Segundo Rodrigo, o caso chegou à Câmara por meio de um encaminhamento do Ministério Público. A comissão conduziu as oitivas durante um mês, prazo previsto no regimento interno. Foram ouvidas testemunhas de defesa e de acusação antes da deliberação final.
“Demos total liberdade para todos se manifestarem. Após as análises, deliberamos pela suspensão temporária do mandato do vereador Rogério Rocha por 30 dias, e o parecer foi aprovado por unanimidade no plenário”, afirmou.
O relator destacou, contudo, que os vereadores consideraram a punição branda diante da gravidade da denúncia. “O sentimento da Casa foi de que 30 dias foi muito pouco mediante o crime ocorrido, mas infelizmente ficamos limitados ao que o regimento interno permite”, disse.

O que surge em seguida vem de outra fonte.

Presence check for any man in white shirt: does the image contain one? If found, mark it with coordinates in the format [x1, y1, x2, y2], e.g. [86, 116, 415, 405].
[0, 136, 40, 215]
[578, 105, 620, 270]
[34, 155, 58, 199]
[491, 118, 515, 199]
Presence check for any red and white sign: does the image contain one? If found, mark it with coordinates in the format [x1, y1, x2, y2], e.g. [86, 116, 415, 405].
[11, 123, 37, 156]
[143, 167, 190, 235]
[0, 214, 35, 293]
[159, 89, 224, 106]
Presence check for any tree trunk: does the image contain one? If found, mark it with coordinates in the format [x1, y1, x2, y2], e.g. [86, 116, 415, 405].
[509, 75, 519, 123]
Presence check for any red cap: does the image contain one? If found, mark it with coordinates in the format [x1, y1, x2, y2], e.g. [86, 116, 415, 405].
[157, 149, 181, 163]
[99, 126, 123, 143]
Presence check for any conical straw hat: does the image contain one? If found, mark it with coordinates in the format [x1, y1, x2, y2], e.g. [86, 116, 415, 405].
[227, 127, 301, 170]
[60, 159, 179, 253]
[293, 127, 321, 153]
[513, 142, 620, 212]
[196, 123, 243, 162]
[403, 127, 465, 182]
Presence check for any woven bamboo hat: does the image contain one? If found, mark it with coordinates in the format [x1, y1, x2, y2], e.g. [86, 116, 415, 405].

A servidora denunciou que teve o cabelo puxado pelo parlamentar e ouviu dele uma frase ofensiva: caso fosse sua esposa e o traísse, teria a cabeça raspada. Rodrigo do Caldo confirmou que o próprio vereador admitiu ter feito essa fala, embora negue ter puxado o cabelo da funcionária.
Com a decisão já publicada, Rogério Rocha cumpre suspensão sem remuneração, enquanto o processo segue tramitando na Justiça. “Agora dependemos do rito judicial. Aguardamos o posicionamento da Justiça para ver se haverá novos desdobramentos”, acrescentou o relator.
Rodrigo concluiu destacando a importância da decisão como uma resposta institucional à proteção das mulheres. “O mundo mudou, as mulheres conquistaram espaço e voz. Não podemos retroceder. A Câmara deu uma resposta unânime e respeitosa diante de um tema tão importante”, finalizou.